关于载脂蛋白与传统脂质在预测冠心病(CHD)风险方面的表现,证据存在矛盾。
使用鉴别和校准特征以及风险类别重新分类来比较不同脂质指标对冠心病预测的表现;评估载脂蛋白相对于传统脂质在冠心病预测中的增量效用。
设计、地点和参与者:来自马萨诸塞州弗雷明汉的基于人群的前瞻性队列。我们评估了3322名参加第四次子代检查周期(1987 - 1991年)且无心血管疾病的中年白人参与者的血清总胆固醇、高密度脂蛋白胆固醇(HDL - C)、低密度脂蛋白胆固醇(LDL - C)、非HDL - C、载脂蛋白(apo)A - I和apo B,以及3种脂质比率(总胆固醇:HDL - C、LDL - C:HDL - C和apo B:apo A - I)。53%的参与者为女性。
首次冠心病事件(已确诊或未确诊的心肌梗死、心绞痛、冠状动脉供血不足或冠心病死亡)的发生率。

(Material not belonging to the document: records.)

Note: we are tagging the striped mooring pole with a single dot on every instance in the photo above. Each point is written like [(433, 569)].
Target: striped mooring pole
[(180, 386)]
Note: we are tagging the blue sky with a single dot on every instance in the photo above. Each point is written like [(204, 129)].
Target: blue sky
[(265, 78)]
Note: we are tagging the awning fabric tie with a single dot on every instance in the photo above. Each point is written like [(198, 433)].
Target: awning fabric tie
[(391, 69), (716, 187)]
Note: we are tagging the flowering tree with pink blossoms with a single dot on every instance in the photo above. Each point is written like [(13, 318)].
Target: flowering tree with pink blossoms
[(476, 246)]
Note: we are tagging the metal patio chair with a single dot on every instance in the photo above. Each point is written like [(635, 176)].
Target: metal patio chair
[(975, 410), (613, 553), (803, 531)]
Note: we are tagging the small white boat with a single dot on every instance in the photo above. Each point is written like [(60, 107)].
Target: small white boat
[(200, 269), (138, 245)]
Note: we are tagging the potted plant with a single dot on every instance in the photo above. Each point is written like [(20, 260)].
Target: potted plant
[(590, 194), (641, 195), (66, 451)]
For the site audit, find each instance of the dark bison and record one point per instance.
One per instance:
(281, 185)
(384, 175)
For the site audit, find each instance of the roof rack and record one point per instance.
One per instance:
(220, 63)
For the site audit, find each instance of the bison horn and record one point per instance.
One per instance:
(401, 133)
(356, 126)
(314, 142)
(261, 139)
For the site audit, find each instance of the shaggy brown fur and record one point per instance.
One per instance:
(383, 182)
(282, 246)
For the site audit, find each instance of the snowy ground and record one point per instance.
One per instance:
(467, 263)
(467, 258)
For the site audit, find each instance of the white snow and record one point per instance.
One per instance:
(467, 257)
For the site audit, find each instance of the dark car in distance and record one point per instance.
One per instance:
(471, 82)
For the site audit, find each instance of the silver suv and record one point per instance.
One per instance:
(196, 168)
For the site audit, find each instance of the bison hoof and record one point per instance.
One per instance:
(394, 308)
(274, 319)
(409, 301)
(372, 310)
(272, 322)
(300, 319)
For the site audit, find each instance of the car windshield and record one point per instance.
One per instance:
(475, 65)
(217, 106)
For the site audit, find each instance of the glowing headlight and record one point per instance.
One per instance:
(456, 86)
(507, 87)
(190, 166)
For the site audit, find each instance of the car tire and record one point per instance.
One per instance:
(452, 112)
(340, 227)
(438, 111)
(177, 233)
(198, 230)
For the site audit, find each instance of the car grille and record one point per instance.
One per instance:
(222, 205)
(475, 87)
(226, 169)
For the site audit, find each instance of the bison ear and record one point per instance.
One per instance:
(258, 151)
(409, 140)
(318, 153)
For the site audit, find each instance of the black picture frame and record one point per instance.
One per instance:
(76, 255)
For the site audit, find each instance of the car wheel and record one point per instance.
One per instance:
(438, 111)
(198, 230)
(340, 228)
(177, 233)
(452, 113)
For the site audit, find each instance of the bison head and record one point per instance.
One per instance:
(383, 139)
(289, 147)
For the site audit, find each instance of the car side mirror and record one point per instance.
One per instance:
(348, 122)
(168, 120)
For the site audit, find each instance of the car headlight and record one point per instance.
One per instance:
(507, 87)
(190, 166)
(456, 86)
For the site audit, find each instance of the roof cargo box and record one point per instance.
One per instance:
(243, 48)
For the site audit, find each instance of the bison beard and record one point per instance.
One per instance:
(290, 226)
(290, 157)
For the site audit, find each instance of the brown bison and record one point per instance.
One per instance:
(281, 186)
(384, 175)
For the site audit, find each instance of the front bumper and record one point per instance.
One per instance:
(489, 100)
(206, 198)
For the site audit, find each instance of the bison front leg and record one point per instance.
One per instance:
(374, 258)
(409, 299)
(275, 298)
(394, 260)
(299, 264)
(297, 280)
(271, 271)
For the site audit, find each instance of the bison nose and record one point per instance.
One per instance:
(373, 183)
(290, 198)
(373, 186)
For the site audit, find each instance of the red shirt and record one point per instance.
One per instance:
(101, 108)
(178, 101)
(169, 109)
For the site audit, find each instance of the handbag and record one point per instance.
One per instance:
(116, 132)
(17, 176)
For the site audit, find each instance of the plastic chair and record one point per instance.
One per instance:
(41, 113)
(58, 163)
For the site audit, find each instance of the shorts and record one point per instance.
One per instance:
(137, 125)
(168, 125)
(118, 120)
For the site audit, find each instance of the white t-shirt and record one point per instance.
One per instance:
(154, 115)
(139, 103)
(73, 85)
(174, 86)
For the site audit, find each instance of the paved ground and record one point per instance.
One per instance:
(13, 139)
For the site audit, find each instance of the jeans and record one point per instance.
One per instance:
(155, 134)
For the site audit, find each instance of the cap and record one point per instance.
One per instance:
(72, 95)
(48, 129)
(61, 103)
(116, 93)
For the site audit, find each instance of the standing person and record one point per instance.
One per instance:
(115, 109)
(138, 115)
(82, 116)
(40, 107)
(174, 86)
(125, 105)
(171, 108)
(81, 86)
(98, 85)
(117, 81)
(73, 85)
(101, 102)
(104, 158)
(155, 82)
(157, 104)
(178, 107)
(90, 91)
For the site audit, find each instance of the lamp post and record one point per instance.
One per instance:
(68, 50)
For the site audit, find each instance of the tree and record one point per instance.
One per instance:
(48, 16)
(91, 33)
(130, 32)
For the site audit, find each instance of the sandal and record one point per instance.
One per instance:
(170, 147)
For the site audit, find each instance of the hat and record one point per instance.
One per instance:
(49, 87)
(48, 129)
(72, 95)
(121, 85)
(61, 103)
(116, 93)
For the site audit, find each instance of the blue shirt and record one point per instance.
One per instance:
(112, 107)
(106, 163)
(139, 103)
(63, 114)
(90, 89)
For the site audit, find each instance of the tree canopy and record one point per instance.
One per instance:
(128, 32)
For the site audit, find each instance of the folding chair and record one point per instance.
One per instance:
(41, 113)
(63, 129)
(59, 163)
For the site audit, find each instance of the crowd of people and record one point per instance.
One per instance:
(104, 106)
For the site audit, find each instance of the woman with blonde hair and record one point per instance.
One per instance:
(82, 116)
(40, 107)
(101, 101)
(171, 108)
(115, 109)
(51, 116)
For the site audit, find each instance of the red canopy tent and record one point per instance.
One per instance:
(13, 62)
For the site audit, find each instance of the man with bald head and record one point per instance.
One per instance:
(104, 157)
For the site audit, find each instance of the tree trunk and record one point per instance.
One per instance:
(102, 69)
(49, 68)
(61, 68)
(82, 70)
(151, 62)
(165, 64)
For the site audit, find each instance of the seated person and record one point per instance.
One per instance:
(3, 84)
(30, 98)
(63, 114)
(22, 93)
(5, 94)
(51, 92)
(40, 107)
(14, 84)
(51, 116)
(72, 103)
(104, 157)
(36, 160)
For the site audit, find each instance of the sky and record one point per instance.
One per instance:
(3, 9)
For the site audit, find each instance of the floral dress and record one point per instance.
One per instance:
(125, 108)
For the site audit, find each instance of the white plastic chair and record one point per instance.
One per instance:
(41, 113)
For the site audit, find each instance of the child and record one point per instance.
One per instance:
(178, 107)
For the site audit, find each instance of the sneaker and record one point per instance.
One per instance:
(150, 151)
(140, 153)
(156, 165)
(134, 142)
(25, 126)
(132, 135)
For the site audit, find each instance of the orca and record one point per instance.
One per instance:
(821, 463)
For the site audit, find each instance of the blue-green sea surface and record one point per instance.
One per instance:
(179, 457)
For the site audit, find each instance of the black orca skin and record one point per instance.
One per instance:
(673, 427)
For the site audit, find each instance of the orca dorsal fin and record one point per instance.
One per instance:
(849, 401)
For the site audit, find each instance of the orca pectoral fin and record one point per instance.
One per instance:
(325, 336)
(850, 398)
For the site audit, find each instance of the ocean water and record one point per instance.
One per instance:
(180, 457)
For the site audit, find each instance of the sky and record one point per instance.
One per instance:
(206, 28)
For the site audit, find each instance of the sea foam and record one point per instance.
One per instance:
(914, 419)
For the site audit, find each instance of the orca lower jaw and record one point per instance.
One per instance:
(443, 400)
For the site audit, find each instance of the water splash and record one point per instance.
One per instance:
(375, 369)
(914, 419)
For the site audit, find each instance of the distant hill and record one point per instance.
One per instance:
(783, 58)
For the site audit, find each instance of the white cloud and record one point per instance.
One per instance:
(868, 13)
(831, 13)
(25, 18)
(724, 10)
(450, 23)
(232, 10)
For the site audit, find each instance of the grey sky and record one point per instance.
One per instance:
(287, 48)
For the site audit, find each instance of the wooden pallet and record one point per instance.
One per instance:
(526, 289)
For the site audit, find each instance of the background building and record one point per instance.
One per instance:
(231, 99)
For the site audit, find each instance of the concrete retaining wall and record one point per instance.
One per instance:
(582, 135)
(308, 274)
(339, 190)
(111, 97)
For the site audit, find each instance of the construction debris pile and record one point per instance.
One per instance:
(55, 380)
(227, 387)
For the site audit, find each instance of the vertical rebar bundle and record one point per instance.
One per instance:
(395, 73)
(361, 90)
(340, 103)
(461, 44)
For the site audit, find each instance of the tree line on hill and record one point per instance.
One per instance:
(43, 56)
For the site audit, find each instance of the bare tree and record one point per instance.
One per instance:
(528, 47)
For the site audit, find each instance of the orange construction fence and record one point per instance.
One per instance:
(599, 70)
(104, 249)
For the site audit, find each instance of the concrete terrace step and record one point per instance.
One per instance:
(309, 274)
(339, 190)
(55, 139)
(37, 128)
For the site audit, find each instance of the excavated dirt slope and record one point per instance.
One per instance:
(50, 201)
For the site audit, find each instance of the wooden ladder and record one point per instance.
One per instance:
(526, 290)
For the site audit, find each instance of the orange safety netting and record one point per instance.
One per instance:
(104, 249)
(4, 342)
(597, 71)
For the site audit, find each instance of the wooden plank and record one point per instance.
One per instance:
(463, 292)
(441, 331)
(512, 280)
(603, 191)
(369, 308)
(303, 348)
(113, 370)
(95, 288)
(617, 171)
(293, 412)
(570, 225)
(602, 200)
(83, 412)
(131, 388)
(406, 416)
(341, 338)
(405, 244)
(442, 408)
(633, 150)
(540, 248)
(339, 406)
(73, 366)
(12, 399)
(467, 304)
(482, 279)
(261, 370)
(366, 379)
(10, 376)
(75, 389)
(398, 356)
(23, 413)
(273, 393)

在中位随访15.0年后,291名参与者发生了冠心病,其中198名是男性。在调整了非脂质风险因素的多变量模型中,apo B:apo A - I比率可预测冠心病(男性每标准差增量的风险比[HR]为1.39;95%置信区间[CI]为1.23 - 1.58,女性HR为1.40;95% CI为1.16 - 1.67),但总胆固醇:HDL - C(男性HR为1.39;95% CI为1.22 - 1.58,女性HR为1.39;95% CI为1.17 - 1.66)和LDL - C:HDL - C(男性HR为1.35;95% CI为1.18 - 1.54,女性HR为1.36;95% CI为1.14 - 1.63)的风险比与之相似。在男女两性中,使用apo B:apo A - I比率的模型表现出与其他脂质比率相当但并不更好的特征。在包含弗雷明汉风险评分所有成分(包括总胆固醇:HDL - C)的模型中,apo B:apo A - I比率不能预测冠心病风险(男性P = 0.12;女性P = 0.58)。
在这个大型的基于人群的队列中,apo B:apo A - I比率预测冠心病的总体表现与传统脂质比率相当,但相对于总胆固醇:HDL - C并未提供增量效用。当可获得总胆固醇和HDL - C测量值时,这些数据不支持在临床实践中测量apo B或apo A - I。